Starting today all active pharmaceutical ingredients (APIs) shipped to the European Union (EU) will need to be accompanied by a ‘written confirmation’ of quality from a regulator in the source country.
The only exceptions are APIs made in Australia, Japan, Switzerland and the US, which have been granted exemption from the regulations.
The new import requirements – which are part of the European Falsified Medicines Directive – have been a subject of concern among drugmakers, industry groups and regulators worried that Governments in key supply hubs would not have oversight systems in place in time.
No immediate shortages
These concerns appear to have receded somewhat, at least for EFPIA, which told in-Pharmatechnologist.com that: “In the immediate future, no drug shortage is foreseen.

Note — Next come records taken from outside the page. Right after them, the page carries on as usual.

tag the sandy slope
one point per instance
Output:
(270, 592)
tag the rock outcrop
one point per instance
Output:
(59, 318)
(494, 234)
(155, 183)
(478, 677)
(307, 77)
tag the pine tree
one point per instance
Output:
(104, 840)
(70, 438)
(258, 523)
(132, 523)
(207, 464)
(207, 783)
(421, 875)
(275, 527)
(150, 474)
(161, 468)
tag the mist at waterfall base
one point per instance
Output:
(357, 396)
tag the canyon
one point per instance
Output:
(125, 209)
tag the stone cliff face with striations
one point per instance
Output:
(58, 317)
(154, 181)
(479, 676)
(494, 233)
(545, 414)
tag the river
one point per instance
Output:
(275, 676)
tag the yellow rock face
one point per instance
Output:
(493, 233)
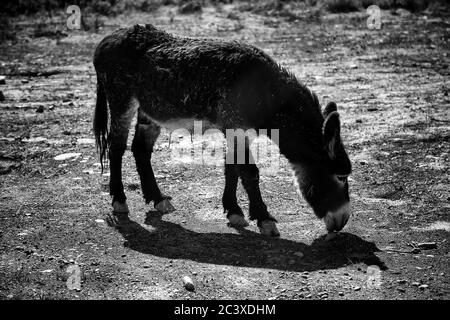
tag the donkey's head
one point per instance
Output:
(323, 179)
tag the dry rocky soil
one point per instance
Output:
(391, 86)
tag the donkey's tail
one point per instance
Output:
(101, 122)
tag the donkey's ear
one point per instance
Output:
(332, 133)
(331, 107)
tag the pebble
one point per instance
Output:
(66, 156)
(427, 245)
(188, 283)
(331, 236)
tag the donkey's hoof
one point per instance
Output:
(164, 206)
(236, 220)
(120, 207)
(269, 228)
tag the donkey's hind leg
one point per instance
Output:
(144, 139)
(231, 207)
(249, 173)
(120, 125)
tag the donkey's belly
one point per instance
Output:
(190, 124)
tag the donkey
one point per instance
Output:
(171, 81)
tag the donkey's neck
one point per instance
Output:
(299, 134)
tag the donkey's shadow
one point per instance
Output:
(245, 249)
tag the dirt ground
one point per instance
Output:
(391, 86)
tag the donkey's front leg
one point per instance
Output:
(142, 147)
(229, 200)
(117, 145)
(249, 174)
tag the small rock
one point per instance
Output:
(427, 245)
(74, 280)
(330, 236)
(85, 141)
(47, 271)
(188, 283)
(66, 156)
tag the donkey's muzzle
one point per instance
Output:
(336, 220)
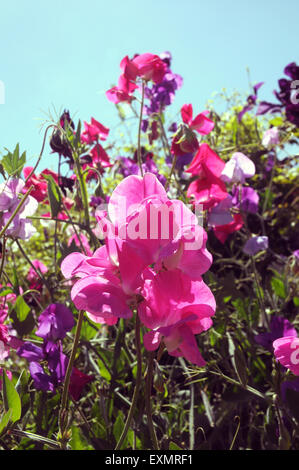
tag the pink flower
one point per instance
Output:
(148, 66)
(176, 308)
(39, 184)
(286, 351)
(123, 91)
(200, 123)
(94, 131)
(222, 231)
(237, 169)
(84, 242)
(4, 340)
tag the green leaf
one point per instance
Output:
(104, 371)
(54, 195)
(21, 308)
(13, 163)
(11, 398)
(5, 420)
(278, 287)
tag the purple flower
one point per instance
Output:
(220, 214)
(42, 381)
(162, 94)
(255, 244)
(279, 327)
(127, 167)
(54, 322)
(249, 199)
(20, 227)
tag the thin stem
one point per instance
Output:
(149, 381)
(139, 159)
(137, 385)
(64, 398)
(41, 152)
(17, 209)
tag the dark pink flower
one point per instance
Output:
(78, 381)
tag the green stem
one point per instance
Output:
(137, 385)
(3, 256)
(149, 381)
(17, 209)
(139, 159)
(64, 398)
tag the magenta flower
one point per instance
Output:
(55, 322)
(237, 169)
(279, 328)
(255, 244)
(286, 351)
(176, 308)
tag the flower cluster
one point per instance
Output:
(21, 226)
(153, 259)
(287, 95)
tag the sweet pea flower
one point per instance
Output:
(270, 137)
(223, 231)
(201, 123)
(4, 340)
(249, 199)
(78, 380)
(237, 169)
(147, 66)
(256, 244)
(286, 351)
(175, 308)
(55, 321)
(279, 328)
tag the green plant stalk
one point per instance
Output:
(137, 385)
(3, 256)
(139, 159)
(83, 189)
(149, 381)
(37, 271)
(64, 398)
(17, 209)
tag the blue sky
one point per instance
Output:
(66, 54)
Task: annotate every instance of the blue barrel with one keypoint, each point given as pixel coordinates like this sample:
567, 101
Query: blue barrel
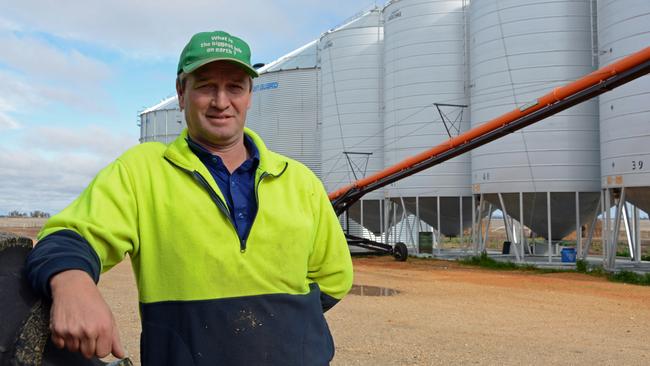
568, 255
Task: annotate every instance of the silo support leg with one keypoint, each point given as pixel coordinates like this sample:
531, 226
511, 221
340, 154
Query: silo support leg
592, 228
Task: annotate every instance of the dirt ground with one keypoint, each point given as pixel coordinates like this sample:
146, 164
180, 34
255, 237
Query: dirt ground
448, 314
445, 314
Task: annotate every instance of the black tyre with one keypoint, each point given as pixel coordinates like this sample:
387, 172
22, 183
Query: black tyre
400, 252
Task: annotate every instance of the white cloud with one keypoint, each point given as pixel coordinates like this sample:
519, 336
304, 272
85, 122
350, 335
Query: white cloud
91, 139
41, 60
160, 28
6, 122
52, 167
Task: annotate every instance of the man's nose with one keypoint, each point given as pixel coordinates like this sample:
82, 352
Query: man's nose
220, 99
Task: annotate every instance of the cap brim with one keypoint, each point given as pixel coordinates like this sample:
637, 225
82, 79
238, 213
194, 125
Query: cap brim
249, 70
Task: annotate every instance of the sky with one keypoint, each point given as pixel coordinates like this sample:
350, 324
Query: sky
75, 74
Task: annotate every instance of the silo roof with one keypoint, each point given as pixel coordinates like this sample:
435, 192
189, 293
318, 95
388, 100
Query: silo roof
304, 57
166, 104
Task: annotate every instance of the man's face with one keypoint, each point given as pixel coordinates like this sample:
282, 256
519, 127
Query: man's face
215, 99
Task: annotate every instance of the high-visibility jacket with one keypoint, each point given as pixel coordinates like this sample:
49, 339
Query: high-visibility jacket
207, 297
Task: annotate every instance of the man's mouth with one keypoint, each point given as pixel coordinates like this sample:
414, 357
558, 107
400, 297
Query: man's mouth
218, 116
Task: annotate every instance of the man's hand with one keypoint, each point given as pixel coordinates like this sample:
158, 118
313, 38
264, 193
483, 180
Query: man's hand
80, 319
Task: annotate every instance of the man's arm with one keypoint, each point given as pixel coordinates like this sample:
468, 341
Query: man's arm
88, 237
330, 264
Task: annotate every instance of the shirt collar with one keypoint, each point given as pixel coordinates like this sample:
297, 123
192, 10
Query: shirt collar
203, 153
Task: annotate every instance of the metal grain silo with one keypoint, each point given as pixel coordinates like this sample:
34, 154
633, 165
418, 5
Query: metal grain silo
520, 49
163, 122
425, 100
285, 106
624, 28
351, 89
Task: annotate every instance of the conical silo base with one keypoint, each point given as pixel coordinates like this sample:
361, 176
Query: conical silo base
450, 213
563, 210
639, 196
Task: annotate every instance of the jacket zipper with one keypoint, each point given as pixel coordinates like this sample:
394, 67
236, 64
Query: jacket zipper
214, 196
257, 198
219, 202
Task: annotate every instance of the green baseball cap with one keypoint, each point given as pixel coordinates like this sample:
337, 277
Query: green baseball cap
206, 47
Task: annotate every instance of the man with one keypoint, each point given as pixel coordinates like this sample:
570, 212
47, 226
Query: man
236, 250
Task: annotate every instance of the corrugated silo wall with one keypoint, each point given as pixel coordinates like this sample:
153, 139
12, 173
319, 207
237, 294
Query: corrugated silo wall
623, 28
351, 101
285, 113
426, 101
520, 49
161, 125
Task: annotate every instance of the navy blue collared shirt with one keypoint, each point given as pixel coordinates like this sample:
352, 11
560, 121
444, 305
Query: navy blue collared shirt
238, 187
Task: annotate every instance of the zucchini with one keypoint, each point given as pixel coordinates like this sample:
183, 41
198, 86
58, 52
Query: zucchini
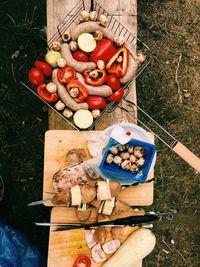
83, 119
86, 42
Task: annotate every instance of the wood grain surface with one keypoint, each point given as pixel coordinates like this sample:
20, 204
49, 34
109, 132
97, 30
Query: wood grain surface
126, 13
66, 246
59, 142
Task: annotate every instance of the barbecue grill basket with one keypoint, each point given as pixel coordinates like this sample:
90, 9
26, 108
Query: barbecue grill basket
70, 21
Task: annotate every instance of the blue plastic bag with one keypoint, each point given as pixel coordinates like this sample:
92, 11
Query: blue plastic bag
16, 251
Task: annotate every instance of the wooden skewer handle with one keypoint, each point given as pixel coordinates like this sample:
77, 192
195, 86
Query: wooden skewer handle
187, 155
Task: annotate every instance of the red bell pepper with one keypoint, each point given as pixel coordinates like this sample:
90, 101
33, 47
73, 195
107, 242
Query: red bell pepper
103, 51
118, 68
117, 96
45, 95
101, 78
82, 91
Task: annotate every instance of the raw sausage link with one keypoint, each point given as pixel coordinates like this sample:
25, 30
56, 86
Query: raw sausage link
64, 95
77, 65
103, 90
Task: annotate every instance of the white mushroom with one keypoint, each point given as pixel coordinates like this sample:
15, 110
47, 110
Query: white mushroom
125, 155
93, 16
84, 16
138, 151
66, 36
126, 165
61, 62
74, 92
96, 113
67, 113
117, 160
140, 162
119, 40
103, 20
110, 158
56, 46
51, 88
132, 158
59, 105
73, 46
114, 150
101, 64
98, 35
134, 168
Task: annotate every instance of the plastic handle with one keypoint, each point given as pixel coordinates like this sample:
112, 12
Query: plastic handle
187, 155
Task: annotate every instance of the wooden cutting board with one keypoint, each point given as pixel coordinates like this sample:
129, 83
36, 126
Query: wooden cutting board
59, 142
66, 246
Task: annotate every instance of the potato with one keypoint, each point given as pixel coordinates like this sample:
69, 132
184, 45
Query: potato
133, 250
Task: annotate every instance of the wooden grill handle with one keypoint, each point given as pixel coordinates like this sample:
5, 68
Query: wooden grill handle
187, 155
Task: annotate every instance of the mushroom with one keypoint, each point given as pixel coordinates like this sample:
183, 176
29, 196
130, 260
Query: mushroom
94, 74
110, 158
103, 20
98, 35
59, 105
138, 151
61, 62
56, 46
132, 158
67, 113
93, 16
121, 148
66, 36
73, 46
134, 168
84, 16
74, 92
51, 88
119, 40
101, 64
125, 155
140, 162
126, 165
117, 160
114, 150
96, 113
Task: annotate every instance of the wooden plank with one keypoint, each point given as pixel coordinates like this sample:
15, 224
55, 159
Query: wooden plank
58, 143
125, 12
66, 246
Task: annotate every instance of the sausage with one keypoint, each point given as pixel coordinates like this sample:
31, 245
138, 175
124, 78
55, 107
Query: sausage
72, 62
131, 70
90, 26
111, 246
64, 95
103, 90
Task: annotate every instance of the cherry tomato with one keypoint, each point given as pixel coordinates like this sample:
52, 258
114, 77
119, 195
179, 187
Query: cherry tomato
117, 96
80, 56
35, 76
65, 74
113, 82
82, 259
96, 102
45, 95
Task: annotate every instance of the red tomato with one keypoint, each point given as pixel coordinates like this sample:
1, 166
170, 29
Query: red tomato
113, 82
117, 96
44, 67
80, 56
35, 76
96, 102
65, 74
45, 95
82, 259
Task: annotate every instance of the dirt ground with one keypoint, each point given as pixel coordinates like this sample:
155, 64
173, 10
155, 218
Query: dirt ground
168, 90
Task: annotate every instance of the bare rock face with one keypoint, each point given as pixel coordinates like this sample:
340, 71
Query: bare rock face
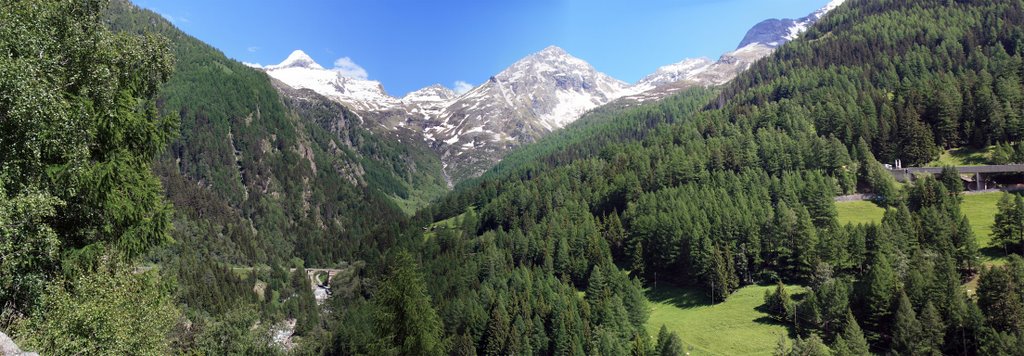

“The next 6 months will nevertheless be critical while the system matures, and as written confirmations remain to be issued from major importing countries including China.
The industry group added that: “All parties must remain actively engaged till the system becomes fully operational and provides more predictability.”
While China may still be a source of concern, in India – which is also a major source of the drug actives used in the EU – the situation has improved.
Last month, we reported that Indian drug industry regulator CDSCO – the Central Drugs Standard Control Organiszation – had published a 40-strong list of manufacturers it had issued with the written confirmations needed under the new import rules.
The move was welcomed by the European Commission (EC) which told this publication that it “facilities compliance checks by EU Member State authorities.”
Since then the list has been updated to include around 160 manufacturing facilities operated by key suppliers such as Teva, Ranbaxy, Cadila, Aurobindo, Niocon, Lupin, Jubilant Life Sciences, Wockhardt, Piramal and Shasun Pharma.